The aim of food photography is to show people what they’ll be getting when they buy a certain meal or product.

People often claim that the way food is marketed is misleading–we’ve all been disappointed by the reality versus the advert at a fast food restaurant–but there are several reasons why food stylists and photographers use the tricks that we do.

While we try as much as possible to use the real ingredients and not to be misleading, there are certain tricks of the trade that we use to enhance the look of the ingredients within a photoshoot environment.

Improve the visual freshness of food

Unfortunately, the reality of photoshoots is having food sat out for many minutes or even hours at a time, often under hot lights.

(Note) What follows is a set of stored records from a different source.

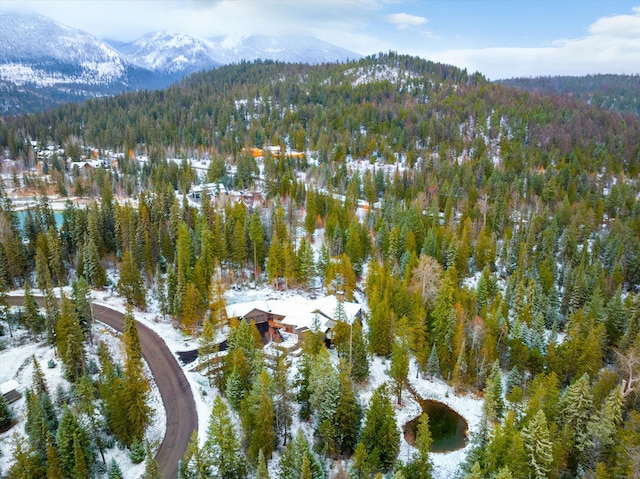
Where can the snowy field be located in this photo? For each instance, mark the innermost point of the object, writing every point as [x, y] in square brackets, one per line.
[16, 364]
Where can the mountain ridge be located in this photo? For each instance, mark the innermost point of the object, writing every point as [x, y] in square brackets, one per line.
[44, 63]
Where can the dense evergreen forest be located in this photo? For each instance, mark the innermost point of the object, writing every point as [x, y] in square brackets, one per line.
[493, 232]
[611, 92]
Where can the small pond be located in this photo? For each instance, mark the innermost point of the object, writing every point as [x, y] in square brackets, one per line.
[448, 428]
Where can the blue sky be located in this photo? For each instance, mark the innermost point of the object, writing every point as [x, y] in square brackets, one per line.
[499, 38]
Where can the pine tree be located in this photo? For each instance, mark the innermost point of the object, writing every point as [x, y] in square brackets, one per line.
[51, 308]
[93, 269]
[136, 387]
[577, 406]
[539, 446]
[208, 349]
[399, 369]
[38, 381]
[257, 241]
[293, 459]
[262, 472]
[604, 423]
[282, 397]
[222, 445]
[114, 470]
[27, 463]
[475, 473]
[54, 466]
[493, 406]
[130, 282]
[72, 441]
[259, 421]
[306, 261]
[81, 469]
[151, 468]
[359, 352]
[347, 417]
[6, 414]
[380, 434]
[235, 390]
[194, 464]
[325, 393]
[31, 316]
[70, 340]
[360, 468]
[420, 466]
[433, 363]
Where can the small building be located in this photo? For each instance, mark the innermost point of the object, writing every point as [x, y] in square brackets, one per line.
[209, 189]
[9, 390]
[296, 316]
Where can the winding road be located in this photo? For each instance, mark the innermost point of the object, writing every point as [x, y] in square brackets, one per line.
[180, 407]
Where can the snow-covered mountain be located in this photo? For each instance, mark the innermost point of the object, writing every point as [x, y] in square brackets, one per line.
[169, 54]
[38, 51]
[286, 48]
[44, 63]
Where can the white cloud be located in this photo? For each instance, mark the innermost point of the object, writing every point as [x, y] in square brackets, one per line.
[612, 45]
[404, 20]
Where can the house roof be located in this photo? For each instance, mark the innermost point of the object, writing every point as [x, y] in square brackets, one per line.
[299, 313]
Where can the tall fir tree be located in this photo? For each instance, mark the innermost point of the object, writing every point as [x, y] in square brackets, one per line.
[539, 445]
[258, 418]
[420, 466]
[136, 389]
[380, 434]
[222, 445]
[294, 456]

If you try to do everything the way you’d do it at a restaurant, the food can end up looking pretty unappetising.

We’re looking to show you the food that you will receive, not to a meal that has been sitting out in a hot studio all morning. Using cooked ingredients that have cooled is a good way to help the dish to look appetising, as they still look the part, but won’t make the other ingredients soggy.

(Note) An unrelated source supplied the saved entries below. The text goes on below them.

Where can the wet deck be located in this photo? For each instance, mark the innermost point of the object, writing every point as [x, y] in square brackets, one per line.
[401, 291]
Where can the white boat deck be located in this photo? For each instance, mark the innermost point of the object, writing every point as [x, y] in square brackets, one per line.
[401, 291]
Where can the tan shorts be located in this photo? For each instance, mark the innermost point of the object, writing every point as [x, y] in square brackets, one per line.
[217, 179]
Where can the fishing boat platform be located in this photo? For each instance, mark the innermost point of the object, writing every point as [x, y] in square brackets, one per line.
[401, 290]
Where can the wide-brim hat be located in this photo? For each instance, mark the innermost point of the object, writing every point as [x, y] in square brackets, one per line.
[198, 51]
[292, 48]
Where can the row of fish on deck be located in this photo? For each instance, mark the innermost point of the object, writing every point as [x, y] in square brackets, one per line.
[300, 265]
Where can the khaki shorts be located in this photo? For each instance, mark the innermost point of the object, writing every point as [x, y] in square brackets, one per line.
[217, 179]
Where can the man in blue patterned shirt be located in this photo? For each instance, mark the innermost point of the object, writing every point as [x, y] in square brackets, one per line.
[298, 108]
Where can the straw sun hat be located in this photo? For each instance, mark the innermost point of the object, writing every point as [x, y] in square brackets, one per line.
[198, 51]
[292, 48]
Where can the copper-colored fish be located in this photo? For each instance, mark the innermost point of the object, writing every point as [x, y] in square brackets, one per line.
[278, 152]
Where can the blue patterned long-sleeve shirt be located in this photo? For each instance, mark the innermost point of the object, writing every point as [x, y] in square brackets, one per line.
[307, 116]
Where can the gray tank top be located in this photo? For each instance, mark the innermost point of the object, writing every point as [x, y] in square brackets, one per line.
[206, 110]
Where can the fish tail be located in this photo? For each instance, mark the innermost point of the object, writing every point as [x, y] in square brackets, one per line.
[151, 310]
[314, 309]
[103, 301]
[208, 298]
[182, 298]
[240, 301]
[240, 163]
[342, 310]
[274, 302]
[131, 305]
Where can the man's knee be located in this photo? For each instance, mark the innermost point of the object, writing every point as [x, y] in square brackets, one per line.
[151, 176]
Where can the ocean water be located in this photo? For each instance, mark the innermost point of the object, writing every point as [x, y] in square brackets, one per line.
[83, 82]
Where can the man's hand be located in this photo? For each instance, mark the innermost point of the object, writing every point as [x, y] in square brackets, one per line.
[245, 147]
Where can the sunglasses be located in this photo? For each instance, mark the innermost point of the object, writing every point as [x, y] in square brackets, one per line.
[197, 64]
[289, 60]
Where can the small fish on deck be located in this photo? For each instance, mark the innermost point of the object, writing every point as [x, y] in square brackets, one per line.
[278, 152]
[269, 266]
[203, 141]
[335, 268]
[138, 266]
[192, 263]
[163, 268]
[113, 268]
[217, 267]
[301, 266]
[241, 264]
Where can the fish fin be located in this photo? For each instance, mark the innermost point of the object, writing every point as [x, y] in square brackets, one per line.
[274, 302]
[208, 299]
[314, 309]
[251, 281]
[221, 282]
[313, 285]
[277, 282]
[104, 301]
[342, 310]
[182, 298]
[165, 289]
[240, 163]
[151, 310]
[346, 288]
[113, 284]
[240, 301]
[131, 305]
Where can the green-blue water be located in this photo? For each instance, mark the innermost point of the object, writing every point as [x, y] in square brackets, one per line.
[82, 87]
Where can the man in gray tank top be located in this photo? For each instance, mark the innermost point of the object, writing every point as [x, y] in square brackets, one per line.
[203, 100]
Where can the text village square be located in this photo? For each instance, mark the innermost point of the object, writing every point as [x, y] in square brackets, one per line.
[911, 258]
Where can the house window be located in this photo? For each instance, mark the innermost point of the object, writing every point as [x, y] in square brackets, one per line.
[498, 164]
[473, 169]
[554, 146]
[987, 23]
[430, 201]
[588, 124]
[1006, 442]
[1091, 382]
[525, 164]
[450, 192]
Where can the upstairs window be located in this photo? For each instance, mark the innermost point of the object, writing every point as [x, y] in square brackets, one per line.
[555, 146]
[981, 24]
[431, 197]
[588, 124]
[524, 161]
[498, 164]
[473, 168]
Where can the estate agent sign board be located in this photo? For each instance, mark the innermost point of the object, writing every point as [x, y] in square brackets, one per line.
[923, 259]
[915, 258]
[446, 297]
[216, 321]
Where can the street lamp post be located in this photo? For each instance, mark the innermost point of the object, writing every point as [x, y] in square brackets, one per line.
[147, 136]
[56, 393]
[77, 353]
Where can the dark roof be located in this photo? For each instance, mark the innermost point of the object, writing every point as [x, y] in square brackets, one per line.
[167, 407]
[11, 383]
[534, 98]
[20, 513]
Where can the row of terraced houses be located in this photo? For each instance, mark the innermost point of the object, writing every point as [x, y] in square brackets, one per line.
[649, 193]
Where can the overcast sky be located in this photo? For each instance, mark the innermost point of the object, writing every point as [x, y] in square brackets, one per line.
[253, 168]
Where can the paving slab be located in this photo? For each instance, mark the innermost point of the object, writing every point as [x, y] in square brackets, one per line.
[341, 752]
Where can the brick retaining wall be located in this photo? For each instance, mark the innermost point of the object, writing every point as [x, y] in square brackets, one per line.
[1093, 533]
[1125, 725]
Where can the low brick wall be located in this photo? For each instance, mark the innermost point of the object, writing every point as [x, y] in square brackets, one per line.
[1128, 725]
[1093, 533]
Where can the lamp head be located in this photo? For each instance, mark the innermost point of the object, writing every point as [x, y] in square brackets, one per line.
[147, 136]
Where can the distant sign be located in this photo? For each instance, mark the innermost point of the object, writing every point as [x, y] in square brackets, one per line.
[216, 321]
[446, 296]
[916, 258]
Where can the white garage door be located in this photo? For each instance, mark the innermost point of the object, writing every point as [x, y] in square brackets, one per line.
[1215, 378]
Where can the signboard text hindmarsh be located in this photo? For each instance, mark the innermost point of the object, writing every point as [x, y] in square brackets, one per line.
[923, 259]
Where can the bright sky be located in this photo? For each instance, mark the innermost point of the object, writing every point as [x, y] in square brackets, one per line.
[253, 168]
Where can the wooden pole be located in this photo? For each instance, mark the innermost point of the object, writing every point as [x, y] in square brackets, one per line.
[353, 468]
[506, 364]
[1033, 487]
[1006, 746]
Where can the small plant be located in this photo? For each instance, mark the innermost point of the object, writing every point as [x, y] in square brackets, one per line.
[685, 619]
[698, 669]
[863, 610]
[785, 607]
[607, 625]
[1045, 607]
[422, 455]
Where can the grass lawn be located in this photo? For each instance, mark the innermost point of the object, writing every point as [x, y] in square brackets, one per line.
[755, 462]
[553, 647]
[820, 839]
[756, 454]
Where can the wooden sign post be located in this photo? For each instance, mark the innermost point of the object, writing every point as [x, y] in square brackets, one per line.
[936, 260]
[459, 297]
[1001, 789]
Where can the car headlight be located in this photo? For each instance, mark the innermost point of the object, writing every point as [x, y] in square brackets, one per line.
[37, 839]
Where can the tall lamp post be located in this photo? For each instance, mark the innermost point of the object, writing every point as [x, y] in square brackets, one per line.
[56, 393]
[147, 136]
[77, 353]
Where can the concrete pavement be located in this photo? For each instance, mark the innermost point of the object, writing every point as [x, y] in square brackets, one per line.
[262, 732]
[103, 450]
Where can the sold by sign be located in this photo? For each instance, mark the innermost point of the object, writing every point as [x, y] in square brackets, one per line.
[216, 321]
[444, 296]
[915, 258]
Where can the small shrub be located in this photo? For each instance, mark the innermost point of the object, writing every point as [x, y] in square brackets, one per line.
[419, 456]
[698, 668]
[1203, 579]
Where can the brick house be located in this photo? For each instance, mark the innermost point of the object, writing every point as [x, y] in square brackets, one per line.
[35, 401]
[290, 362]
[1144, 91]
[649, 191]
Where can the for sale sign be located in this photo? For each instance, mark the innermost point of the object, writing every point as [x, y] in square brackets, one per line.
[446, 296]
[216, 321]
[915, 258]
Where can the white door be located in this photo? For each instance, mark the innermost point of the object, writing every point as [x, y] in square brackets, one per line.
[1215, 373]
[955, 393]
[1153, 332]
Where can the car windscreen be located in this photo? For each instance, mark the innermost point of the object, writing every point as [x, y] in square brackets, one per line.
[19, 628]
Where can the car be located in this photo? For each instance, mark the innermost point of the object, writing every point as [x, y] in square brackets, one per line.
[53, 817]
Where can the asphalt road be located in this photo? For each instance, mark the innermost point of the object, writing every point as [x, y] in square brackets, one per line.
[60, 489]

Another trick is to use PVA glue instead of milk or cream. The thickness means that foods won’t sink too much or soak it up, creating a better appearance. The glue also isn’t too runny, so it will stay in place if you pour it over a bowl of strawberries.

These tricks help to prolong the visual freshness of the food for longer, giving us more time to get the shots we need without prepping a dozen versions of the same dish.

Show consumers exactly what they’re getting

When you see those photos of burgers or sandwiches with each different ingredient poking out in a tantalising way, chances are it’s not going to look like that when it arrives. Food stylists often create height between layers using cardboard, or hold ingredients in place with toothpicks.

The reason we shoot like this is to show the consumer exactly what they are getting. Often, the sauces and ingredients are hidden away inside the burger when prepped for consumption.

If we took a photo of a ready-to-eat version that’s just come out of the kitchen, you would mostly just see the bun and the patty. By taking the time to separate the layers and arrange the ingredients in a way that they can be seen clearly, we can better market the dish to consumers.

Take a look at this stacked sandwich that we shot, using these techniques to create an impossibly tall and extremely tantalising product. You would never receive this exact creation at a restaurant, but doesn’t it make your mouth water?